• Males and females at least 18 years of age.

• Diagnosis of HCC:

‣ For patients without cirrhosis at the time of diagnosis, histologic confirmation is required (archival tissue is acceptable).

⁃ For patients with underlying cirrhosis at the time of diagnosis, diagnosis of HCC established according to the American Association for the Study of Liver Diseases Practice Guideline algorithm (Marrero 2018).

• HCC is advanced (i.e., treatment-refractory or metastatic) and no standard therapies are expected to be curative.

• HCC has progressed on at least 1, but no more than 2, prior systemic treatment regimens; prior locoregional therapy is allowed.

• Barcelona Clinic Liver Cancer (BCLC) Stage B or C (Llovet 1999).

• Prior HCC treatment was discontinued for at least 2 weeks prior to the Baseline Visit.

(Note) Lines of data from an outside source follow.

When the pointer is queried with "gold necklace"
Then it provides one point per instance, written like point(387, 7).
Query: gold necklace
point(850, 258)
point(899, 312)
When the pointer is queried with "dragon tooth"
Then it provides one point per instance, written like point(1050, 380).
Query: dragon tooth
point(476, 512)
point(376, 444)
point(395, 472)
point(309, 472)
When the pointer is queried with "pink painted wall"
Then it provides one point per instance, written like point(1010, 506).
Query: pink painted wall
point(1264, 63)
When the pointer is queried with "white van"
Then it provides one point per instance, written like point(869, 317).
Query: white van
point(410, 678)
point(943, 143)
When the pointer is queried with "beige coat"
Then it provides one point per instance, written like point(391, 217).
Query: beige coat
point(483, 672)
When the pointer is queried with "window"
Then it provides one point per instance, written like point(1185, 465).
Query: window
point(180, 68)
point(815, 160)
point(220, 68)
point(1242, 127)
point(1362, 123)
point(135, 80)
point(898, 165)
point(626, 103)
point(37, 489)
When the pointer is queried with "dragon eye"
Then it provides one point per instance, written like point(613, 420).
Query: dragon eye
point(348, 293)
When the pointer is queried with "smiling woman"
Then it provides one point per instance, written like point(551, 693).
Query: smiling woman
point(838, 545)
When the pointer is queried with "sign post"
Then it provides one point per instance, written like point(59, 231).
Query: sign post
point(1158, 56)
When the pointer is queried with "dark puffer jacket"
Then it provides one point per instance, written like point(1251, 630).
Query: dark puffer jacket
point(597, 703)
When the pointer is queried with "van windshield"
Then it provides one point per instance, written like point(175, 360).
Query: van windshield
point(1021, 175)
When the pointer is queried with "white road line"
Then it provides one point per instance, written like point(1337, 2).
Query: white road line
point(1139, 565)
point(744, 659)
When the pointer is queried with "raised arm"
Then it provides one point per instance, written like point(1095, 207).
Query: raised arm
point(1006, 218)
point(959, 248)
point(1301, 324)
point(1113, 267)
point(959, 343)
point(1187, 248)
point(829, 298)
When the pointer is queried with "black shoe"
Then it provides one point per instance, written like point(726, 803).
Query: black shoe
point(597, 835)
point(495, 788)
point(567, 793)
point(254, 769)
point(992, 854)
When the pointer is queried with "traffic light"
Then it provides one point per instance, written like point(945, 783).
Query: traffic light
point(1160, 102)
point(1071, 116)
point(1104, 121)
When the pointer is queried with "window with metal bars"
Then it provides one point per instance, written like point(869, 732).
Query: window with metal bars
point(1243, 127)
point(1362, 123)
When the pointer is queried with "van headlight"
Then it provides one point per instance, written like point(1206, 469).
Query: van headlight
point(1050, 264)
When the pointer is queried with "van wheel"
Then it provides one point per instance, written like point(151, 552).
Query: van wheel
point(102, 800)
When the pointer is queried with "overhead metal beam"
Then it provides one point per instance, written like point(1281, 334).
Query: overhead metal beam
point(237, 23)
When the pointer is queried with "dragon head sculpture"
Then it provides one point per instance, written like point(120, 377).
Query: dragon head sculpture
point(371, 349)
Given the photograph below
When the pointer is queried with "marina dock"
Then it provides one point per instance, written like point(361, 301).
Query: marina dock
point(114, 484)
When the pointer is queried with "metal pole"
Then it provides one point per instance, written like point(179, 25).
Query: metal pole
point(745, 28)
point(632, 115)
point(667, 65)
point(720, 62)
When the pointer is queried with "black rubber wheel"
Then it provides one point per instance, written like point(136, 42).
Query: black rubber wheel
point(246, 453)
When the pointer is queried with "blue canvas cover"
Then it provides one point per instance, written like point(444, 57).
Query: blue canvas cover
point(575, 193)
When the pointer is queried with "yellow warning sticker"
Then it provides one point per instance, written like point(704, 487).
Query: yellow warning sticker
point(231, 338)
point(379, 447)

• Measurable disease by RECIST v1.1 (Eisenhauer 2009).

• ECOG PS of ≤ 1.

• Cirrhosis classified as CPB7; if ascites is used as a scoring criterion, it must be classified as Grade ≥2 by the Clinical Practice Guidelines of the European Association for the Study of the Liver (EASL 2010).

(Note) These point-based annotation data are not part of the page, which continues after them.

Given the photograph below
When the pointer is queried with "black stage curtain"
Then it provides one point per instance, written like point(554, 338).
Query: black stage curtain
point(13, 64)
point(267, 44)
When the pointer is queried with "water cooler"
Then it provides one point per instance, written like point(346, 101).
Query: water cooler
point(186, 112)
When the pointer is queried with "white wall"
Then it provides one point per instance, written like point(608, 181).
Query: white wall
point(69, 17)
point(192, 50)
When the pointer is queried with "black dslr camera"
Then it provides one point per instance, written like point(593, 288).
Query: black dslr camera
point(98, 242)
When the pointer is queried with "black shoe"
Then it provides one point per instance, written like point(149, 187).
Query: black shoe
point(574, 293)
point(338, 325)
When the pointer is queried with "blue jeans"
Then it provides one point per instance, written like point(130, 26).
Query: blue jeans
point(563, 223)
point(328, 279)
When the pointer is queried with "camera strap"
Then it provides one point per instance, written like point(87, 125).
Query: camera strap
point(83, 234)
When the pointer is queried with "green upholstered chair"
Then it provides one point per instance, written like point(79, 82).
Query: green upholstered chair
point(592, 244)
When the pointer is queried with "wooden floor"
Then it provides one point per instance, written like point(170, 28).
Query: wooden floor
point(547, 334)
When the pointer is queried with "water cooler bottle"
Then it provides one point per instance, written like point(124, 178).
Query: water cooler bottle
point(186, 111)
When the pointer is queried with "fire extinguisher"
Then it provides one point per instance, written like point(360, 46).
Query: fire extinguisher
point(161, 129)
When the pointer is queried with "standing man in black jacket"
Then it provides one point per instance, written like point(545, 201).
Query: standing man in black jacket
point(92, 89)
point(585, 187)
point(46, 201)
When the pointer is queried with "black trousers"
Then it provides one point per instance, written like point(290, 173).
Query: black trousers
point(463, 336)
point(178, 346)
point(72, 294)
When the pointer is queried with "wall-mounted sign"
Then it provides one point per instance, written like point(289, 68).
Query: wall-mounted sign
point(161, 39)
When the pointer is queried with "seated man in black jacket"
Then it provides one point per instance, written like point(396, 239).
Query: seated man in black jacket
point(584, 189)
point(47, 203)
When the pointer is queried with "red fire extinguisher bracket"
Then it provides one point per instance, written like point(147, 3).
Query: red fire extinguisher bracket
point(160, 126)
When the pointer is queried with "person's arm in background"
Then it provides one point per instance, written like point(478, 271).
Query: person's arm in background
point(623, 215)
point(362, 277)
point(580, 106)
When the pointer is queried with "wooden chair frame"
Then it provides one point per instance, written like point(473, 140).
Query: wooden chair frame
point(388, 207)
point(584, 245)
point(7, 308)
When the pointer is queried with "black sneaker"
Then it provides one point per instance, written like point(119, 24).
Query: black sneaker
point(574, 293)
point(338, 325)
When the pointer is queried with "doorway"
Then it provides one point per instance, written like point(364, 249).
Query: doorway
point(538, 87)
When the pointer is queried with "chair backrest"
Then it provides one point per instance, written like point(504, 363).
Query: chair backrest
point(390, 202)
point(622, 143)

⁃ The following laboratory values must be documented within ten days prior to the first dose of study drug:

∙ Absolute neutrophil count (ANC) ≥ 1.5 × 109/L

‣ Platelet count at least 75 × 10\^9/L

‣ Creatinine clearance at least 50 mg/dL (estimated glomerular filtration rate by the Cockcroft-Gault or the Modification of Diet in Renal Disease methods)

‣ AST and ALT ≤ 5 × the upper limit of normal (ULN)

‣ Total bilirubin ≤ 3.0 mg/dL

‣ Serum albumin ≥ 2.8 g/dL.

⁃ Life expectancy of ≥ 6 weeks.

⁃ For women of childbearing potential, negative serum pregnancy test result.

⁃ Provide written informed consent to participate.

⁃ Willing to comply with scheduled visits, treatment plans, laboratory assessments, and other trial-related procedures.